Question was asked: A man, who singlehandedly conceived, birthed and implemented the idea that a country blessed with natural oil resources should not import refined petroleum products and thus built four refineries for Nigeria as Federal Commissioner for Petroleum Resources, how can such a man be called brainless? His Head of State at the time he did those things, former President Olusegun Obasanjo, GCFR, attested to this in 2015 when unverified things were being allowed to flying across the media space of the country by people of Southern Nigeria, who did not want him to become President as All Progressives Congress (APC) presidential candidate. When he finally became president, they only celebrated him for a while they left him in the hands of political opponents from National Assembly to the Adams Oshiomhole-led APC, who was believed to be working for Tinubu at the time, only for them to wake up later and meet negative things being said about Buhari and they joined in it.

But that was the disposition and attitude of Nigerians towards Buhari’s civilian administration to the extent that even the man in power today was even accused of being part of the sabotage that his administration suffered especially as it was said economic instability as a result of inflation was due to activities of hoodlums and mediocre who formed themselves into a parallel government in Lagos State where he is political garrison commander and his daughter, Iyaloja General.

Those who complained said prices of rice, beans, tomatoes, even yam and animals were reasonable and affordable from Northern Nigeria parts where they were brought from until they got to Lagos, from where they then circulated to other parts of South West, the region known for protests including media propaganda against sitting presidents in the past. Today he is being reported to have an imminent clash with his predecessor because of a supposed multi-billion naira corruption under investigation.

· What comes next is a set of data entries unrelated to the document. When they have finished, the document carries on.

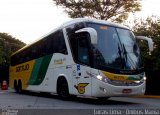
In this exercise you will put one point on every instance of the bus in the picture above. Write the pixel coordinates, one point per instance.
(83, 57)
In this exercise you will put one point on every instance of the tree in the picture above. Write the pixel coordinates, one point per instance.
(8, 45)
(151, 28)
(116, 10)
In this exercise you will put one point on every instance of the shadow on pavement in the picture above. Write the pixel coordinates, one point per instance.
(80, 99)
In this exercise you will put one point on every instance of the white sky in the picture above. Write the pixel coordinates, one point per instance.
(28, 20)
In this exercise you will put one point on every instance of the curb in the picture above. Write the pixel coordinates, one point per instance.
(148, 96)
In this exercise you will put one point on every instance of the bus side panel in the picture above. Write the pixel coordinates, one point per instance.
(22, 72)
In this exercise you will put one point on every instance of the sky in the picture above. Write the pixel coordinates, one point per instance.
(29, 20)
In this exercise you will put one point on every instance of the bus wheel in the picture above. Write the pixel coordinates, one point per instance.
(62, 88)
(15, 86)
(103, 99)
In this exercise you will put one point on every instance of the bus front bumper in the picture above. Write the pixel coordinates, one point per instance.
(102, 89)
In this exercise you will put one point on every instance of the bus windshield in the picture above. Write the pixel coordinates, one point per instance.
(116, 49)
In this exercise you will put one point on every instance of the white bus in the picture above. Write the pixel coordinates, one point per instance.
(84, 57)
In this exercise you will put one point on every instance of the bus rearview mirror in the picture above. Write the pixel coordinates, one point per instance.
(149, 40)
(92, 32)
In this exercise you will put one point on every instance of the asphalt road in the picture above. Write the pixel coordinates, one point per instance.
(42, 101)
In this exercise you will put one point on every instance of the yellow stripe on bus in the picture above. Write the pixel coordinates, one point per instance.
(117, 77)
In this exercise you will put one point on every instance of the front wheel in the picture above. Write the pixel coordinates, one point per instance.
(62, 88)
(103, 99)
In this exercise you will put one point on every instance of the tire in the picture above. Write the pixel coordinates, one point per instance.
(62, 88)
(103, 99)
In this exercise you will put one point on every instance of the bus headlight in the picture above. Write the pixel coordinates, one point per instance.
(102, 78)
(142, 80)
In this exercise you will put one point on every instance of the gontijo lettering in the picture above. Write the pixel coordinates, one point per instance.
(22, 68)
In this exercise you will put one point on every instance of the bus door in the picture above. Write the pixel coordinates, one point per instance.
(82, 80)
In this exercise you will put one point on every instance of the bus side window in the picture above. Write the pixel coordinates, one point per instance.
(83, 48)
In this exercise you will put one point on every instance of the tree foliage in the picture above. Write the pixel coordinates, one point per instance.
(8, 45)
(116, 10)
(151, 28)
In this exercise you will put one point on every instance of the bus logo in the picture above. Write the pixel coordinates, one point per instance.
(81, 87)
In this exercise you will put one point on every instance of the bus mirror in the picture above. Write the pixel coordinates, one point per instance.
(149, 40)
(92, 32)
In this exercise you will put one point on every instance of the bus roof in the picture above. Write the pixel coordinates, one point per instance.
(77, 20)
(73, 21)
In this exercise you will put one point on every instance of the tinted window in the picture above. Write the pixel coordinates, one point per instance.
(72, 38)
(53, 43)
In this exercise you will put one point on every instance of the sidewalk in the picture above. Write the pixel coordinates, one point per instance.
(148, 96)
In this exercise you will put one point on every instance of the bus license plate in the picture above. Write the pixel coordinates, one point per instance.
(127, 91)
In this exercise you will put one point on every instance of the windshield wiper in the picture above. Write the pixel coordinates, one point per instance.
(123, 61)
(127, 56)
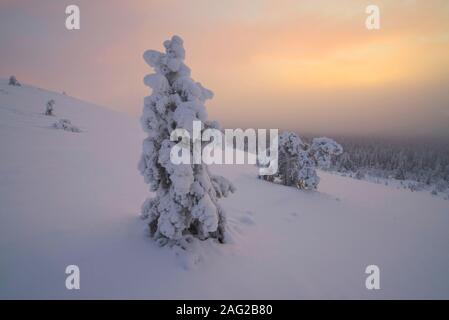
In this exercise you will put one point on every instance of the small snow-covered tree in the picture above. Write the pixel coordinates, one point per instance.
(13, 81)
(49, 107)
(290, 149)
(298, 160)
(186, 195)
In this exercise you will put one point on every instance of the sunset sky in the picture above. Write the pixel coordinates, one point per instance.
(309, 66)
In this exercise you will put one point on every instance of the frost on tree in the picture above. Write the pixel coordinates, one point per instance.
(66, 125)
(186, 195)
(298, 160)
(49, 107)
(13, 81)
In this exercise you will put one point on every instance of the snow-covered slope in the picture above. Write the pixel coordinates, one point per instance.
(74, 198)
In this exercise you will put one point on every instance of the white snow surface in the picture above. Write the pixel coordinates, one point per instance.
(74, 198)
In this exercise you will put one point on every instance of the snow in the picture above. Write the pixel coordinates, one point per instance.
(70, 198)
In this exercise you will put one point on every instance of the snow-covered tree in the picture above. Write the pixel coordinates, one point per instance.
(13, 81)
(186, 195)
(65, 124)
(298, 160)
(49, 107)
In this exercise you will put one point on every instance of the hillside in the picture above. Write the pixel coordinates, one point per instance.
(74, 198)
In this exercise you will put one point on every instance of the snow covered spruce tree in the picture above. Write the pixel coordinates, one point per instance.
(13, 81)
(186, 195)
(49, 107)
(298, 160)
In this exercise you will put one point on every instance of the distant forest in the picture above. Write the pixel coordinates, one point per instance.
(422, 160)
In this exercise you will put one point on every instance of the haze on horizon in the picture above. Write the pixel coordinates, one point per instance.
(309, 66)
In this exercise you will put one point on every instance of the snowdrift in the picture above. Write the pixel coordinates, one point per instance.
(74, 198)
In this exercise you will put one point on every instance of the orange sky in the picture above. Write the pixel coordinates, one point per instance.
(310, 66)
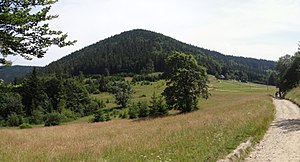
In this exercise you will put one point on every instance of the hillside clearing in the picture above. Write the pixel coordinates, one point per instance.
(204, 135)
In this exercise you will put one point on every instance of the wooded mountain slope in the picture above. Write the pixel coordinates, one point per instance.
(142, 51)
(9, 73)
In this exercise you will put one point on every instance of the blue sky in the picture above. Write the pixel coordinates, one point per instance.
(263, 29)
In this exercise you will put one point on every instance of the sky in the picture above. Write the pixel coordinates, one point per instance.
(263, 29)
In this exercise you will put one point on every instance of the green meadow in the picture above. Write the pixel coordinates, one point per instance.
(234, 112)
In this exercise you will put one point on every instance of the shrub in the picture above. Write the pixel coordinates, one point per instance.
(133, 111)
(25, 126)
(99, 116)
(143, 109)
(52, 119)
(68, 115)
(37, 117)
(124, 114)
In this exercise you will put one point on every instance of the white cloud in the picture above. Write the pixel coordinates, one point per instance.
(264, 29)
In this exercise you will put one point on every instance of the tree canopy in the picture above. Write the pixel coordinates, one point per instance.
(186, 82)
(288, 68)
(24, 31)
(141, 52)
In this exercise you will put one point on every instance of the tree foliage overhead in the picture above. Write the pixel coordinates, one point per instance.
(186, 82)
(141, 51)
(24, 31)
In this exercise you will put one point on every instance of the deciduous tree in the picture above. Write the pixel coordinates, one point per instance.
(186, 82)
(24, 29)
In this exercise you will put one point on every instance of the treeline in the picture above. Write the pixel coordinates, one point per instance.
(9, 73)
(288, 72)
(48, 100)
(142, 52)
(53, 99)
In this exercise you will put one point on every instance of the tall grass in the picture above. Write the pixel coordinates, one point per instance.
(223, 121)
(294, 95)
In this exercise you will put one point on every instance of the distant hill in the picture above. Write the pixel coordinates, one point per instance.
(9, 73)
(139, 51)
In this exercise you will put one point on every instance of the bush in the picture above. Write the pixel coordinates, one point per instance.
(52, 119)
(37, 117)
(143, 109)
(133, 111)
(124, 114)
(68, 115)
(99, 116)
(25, 126)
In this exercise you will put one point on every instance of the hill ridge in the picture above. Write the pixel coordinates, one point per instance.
(140, 51)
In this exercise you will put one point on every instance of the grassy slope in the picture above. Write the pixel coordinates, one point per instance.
(234, 112)
(294, 95)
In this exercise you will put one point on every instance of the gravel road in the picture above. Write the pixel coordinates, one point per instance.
(281, 142)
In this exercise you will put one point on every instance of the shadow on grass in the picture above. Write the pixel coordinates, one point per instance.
(289, 125)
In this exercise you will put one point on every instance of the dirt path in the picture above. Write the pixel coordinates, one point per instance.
(282, 141)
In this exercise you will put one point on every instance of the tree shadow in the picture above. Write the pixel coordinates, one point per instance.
(289, 125)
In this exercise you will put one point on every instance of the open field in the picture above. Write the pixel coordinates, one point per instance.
(234, 112)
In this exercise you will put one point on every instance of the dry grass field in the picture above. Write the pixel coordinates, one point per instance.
(234, 112)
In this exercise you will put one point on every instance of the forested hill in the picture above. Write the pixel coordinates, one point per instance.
(9, 73)
(142, 51)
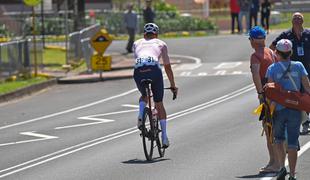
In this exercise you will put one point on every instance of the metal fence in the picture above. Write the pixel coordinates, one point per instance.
(17, 57)
(78, 44)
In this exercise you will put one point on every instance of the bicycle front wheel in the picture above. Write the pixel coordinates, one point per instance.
(147, 134)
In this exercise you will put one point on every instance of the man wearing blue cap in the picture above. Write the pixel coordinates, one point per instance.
(261, 59)
(290, 75)
(300, 38)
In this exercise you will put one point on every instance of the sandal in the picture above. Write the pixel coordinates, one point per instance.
(268, 169)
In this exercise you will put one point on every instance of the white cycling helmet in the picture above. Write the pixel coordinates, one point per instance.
(151, 28)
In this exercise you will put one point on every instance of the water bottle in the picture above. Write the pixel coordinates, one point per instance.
(154, 113)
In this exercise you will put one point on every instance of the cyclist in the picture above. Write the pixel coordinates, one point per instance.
(147, 52)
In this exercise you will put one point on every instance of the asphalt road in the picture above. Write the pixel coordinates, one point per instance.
(88, 131)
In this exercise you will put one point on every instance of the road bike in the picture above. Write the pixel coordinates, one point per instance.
(150, 129)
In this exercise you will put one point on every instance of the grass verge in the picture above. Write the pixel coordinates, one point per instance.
(6, 87)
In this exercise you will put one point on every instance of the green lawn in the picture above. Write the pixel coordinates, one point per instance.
(7, 87)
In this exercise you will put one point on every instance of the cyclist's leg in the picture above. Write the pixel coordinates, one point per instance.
(138, 76)
(158, 94)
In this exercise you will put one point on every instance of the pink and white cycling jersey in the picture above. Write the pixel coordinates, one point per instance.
(149, 51)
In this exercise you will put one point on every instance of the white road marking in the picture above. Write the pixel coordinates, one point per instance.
(42, 137)
(237, 72)
(88, 144)
(70, 110)
(221, 72)
(90, 118)
(202, 74)
(130, 105)
(228, 65)
(187, 66)
(218, 73)
(197, 60)
(99, 120)
(186, 73)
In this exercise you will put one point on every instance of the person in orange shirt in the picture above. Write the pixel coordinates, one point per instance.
(234, 12)
(261, 59)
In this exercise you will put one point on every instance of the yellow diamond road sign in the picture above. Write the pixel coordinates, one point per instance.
(32, 2)
(101, 40)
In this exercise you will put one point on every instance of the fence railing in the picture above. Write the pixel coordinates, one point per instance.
(14, 58)
(17, 57)
(292, 6)
(79, 47)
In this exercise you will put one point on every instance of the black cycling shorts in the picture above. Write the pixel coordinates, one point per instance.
(155, 74)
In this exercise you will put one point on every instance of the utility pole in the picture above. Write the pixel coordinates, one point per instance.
(42, 22)
(66, 30)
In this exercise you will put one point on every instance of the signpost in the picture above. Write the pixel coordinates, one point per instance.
(34, 3)
(100, 42)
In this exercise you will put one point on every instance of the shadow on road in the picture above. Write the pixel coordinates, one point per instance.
(260, 175)
(139, 161)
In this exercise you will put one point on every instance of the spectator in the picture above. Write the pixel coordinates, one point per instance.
(300, 38)
(290, 75)
(265, 14)
(131, 22)
(234, 12)
(148, 13)
(244, 11)
(261, 59)
(254, 12)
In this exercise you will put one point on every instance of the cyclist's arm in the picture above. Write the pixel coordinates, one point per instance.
(306, 84)
(167, 65)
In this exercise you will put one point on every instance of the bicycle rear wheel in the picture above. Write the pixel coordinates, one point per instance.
(161, 151)
(147, 134)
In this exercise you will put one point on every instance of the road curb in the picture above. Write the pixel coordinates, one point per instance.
(92, 79)
(27, 90)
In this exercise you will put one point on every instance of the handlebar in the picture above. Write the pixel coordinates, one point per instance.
(173, 91)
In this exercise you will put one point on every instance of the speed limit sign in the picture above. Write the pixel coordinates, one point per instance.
(32, 2)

Angered Nigerians are asking the newspaper editors, who help him unleash those propagandist reports to garner sympathy of the people that, why have they not written to ask their sponsor about the confirmed two bullion vans driven into his house on election day in 2019. Was it Buhari that sent him, were they meant to advance the re-election of Buhari in the South West or he used that to settle his own political defence to continue to secure his political economic cash cow of Lagos? They say it is only by providing answers to these questions and other earlier asked questions about subsidy removal that Tinubu can be taken seriously about fighting corruption.